アルヴェンはナリを見た。核の光がゆっくり脈打っている。「内部核を持つ影……。」次にノアを見る。「外部固定型。」そしてレン。「高移動型。」


研究員たちがざわめく。「こんな影、記録にありません。」


その時、ミルが小さく言った。「ナリたち、連れて行かれるの?」


村人たちは顔を見合わせた。誰も答えられない。


アルヴェンはゆっくりリナライの前に立った。「君が……この影たちと関係があるのか。」


リナライは少し戸惑いながら頷く。「……ともだち。」


研究員たちが驚く。「友達……?」


アルヴェンは三体の影を見た。ナリの核が静かに光る。ノアがゆっくり揺れる。レンが地面の影を滑る。

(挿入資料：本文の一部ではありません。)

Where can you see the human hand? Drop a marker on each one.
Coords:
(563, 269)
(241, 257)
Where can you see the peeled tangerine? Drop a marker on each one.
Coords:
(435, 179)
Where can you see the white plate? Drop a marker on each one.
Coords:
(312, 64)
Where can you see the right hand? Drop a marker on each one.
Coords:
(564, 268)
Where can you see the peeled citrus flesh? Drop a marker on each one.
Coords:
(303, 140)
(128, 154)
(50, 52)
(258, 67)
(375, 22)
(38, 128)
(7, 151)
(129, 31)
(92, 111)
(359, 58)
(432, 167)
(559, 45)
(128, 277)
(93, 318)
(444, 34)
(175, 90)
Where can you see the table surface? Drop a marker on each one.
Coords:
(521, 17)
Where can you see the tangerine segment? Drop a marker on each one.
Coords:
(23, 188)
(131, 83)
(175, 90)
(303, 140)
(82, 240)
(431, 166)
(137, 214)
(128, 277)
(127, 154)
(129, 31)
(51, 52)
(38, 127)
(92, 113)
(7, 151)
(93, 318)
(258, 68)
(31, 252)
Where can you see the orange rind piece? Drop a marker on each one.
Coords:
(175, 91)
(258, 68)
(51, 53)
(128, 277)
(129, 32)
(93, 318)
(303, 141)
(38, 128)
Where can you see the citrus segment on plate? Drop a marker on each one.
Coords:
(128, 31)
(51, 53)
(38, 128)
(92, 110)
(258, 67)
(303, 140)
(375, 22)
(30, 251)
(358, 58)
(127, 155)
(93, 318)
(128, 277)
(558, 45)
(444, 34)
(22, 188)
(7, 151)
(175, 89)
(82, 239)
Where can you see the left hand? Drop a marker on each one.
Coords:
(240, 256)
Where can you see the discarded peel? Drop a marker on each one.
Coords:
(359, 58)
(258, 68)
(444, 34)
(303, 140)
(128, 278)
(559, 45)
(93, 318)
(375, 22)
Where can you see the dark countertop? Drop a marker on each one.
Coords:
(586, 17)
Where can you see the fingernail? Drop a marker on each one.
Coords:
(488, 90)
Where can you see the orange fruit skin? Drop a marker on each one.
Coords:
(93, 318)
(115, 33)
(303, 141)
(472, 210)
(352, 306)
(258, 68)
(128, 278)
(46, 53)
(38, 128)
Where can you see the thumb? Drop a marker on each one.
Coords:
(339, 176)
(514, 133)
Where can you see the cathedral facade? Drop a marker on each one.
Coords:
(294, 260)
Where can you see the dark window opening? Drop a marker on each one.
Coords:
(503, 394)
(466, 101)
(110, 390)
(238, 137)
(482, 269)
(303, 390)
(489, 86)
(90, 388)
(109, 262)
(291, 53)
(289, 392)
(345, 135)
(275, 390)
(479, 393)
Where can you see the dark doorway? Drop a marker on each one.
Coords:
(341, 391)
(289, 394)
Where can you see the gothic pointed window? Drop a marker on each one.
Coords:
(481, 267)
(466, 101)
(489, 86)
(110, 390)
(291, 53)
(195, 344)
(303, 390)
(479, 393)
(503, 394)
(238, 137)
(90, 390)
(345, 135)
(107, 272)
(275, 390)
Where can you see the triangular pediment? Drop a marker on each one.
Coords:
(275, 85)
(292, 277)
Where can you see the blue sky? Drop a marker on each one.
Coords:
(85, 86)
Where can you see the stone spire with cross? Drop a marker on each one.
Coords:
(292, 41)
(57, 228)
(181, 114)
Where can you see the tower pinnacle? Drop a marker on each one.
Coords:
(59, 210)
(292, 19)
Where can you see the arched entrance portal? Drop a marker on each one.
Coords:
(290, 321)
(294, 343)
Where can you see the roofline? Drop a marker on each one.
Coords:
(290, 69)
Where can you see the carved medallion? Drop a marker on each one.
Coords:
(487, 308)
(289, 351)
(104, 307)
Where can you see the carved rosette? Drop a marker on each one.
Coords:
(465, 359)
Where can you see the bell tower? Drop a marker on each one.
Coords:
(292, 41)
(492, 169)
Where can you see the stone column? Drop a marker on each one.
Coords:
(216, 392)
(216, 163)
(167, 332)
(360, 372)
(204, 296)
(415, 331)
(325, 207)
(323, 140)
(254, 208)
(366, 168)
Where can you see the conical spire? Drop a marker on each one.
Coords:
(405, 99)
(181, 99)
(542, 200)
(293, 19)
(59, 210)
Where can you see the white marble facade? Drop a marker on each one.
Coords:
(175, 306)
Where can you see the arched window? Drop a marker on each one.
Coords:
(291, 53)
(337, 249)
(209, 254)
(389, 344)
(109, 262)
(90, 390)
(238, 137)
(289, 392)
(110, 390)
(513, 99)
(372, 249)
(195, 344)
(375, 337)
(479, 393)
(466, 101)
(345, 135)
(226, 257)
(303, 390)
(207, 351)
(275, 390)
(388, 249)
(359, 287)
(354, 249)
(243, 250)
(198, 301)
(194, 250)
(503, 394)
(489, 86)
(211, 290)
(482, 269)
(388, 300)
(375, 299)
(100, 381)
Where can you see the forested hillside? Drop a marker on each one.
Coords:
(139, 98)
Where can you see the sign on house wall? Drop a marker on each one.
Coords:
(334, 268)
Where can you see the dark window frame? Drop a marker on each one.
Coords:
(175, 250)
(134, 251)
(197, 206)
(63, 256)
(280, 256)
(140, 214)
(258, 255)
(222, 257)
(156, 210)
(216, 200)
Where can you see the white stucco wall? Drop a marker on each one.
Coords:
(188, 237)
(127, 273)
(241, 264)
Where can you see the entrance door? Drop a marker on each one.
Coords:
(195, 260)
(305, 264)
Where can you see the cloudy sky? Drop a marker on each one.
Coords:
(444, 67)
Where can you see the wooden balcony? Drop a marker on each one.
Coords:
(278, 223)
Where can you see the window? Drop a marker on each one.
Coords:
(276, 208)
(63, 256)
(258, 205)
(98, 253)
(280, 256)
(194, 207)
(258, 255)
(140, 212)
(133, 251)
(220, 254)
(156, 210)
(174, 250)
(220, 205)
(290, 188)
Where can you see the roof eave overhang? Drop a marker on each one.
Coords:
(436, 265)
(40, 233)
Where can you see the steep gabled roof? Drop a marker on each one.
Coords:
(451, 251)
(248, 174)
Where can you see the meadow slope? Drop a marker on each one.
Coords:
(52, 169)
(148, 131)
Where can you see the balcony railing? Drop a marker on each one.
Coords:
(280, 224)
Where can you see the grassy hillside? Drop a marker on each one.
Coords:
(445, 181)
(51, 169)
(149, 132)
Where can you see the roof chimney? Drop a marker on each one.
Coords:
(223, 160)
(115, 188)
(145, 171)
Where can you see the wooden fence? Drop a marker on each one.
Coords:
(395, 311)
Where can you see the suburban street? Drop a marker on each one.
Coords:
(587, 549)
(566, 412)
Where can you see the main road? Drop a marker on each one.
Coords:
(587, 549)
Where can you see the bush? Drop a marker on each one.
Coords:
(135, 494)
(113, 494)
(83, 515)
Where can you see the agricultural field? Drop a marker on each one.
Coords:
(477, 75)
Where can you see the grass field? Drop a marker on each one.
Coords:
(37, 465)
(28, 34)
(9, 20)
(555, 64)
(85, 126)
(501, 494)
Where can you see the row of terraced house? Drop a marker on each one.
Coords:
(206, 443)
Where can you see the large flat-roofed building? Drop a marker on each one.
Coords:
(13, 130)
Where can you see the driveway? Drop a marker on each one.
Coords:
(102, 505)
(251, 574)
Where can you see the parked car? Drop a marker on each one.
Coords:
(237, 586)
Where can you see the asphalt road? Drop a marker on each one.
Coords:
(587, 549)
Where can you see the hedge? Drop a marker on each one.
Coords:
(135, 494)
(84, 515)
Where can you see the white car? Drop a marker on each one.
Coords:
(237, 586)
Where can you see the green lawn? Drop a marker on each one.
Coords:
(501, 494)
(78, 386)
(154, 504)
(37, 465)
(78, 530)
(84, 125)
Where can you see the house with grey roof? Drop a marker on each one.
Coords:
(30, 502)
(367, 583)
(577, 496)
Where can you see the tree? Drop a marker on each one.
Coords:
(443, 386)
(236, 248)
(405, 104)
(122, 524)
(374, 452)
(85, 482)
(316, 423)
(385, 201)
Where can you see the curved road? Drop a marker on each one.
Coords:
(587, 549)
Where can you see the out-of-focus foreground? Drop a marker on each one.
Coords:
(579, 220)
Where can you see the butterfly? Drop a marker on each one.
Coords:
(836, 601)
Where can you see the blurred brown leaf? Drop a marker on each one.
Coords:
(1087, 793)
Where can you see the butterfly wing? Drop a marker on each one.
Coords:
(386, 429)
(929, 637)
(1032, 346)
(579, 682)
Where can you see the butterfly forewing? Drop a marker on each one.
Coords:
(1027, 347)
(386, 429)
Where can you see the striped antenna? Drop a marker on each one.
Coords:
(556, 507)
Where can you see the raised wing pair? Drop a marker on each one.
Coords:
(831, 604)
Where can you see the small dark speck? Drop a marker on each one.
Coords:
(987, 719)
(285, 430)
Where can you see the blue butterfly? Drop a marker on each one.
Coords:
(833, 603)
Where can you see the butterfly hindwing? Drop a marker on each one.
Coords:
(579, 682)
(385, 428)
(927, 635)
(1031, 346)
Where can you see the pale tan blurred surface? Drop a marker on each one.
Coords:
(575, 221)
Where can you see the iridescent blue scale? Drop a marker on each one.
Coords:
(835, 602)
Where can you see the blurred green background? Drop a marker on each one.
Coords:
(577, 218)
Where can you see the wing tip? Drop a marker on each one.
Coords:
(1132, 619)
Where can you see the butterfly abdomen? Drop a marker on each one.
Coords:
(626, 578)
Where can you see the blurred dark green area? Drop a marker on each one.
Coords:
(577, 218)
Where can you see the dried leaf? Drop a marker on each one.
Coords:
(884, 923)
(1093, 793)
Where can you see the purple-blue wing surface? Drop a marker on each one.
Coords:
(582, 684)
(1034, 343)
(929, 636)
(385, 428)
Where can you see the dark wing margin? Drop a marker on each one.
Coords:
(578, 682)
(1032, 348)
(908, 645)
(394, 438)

「信じられない。」彼は呟いた。「影が人と共存している。」


セリスが冷静に言う。「共存ではありません。ここで生きているんです。」


アルヴェンは少し考えた。そして静かに言う。


「王国としての判断がある。」


村人たちがざわめく。


アルヴェンは続けた。「影は境界の存在だ。もし安定しているなら、王国の研究施設で調査する必要がある。」


ミルが驚く。「え……?」


トオマが言う。「連れて行くの?」


アルヴェンははっきり言った。


「三体の影を王都へ移送する。」


その言葉で村の空気が凍った。


リナライは首を振る。「だめ。」


ナリの核が強く光る。どくん。ノアが揺れる。レンが前に出る。


騎士たちが警戒して一歩前へ出た。


アルヴェンは落ち着いた声で言う。「安心してほしい。危害を加えるつもりはない。ただ研究が必要なんだ。」


リオナが低く言う。「影は物じゃない。」


セリスも続ける。「連れて行く権利はありません。」


研究員が小声で言う。「ですが王国の命令です。」


その時、レンが一歩動いた。影が地面を滑る。騎士の足元の影が揺れた。騎士が思わず後ろに下がる。


ナリの核が光る。ノアの輪郭が広がる。


三体の影がリナライの前に立つ。


村人たちは息を飲んだ。


アルヴェンはその光景を見ていた。影が人を守るように立っている。


「……なるほど。」彼は小さく言った。「意思がある。」


風が川を渡る。森の影が揺れる。


アルヴェンは静かに続けた。


「ならば交渉だ。」

王国は影を研究対象として王都へ連れて行こうとした。しかしナリ、ノア、レンはリナライの前に立ち、村を離れる意思がないことを示す。影はただの境界存在ではなく、自分の居場所を持つ存在だった。王国と村の間に、静かな対立が生まれる。影は誰のものなのか。物語は新しい緊張を迎え始めていた。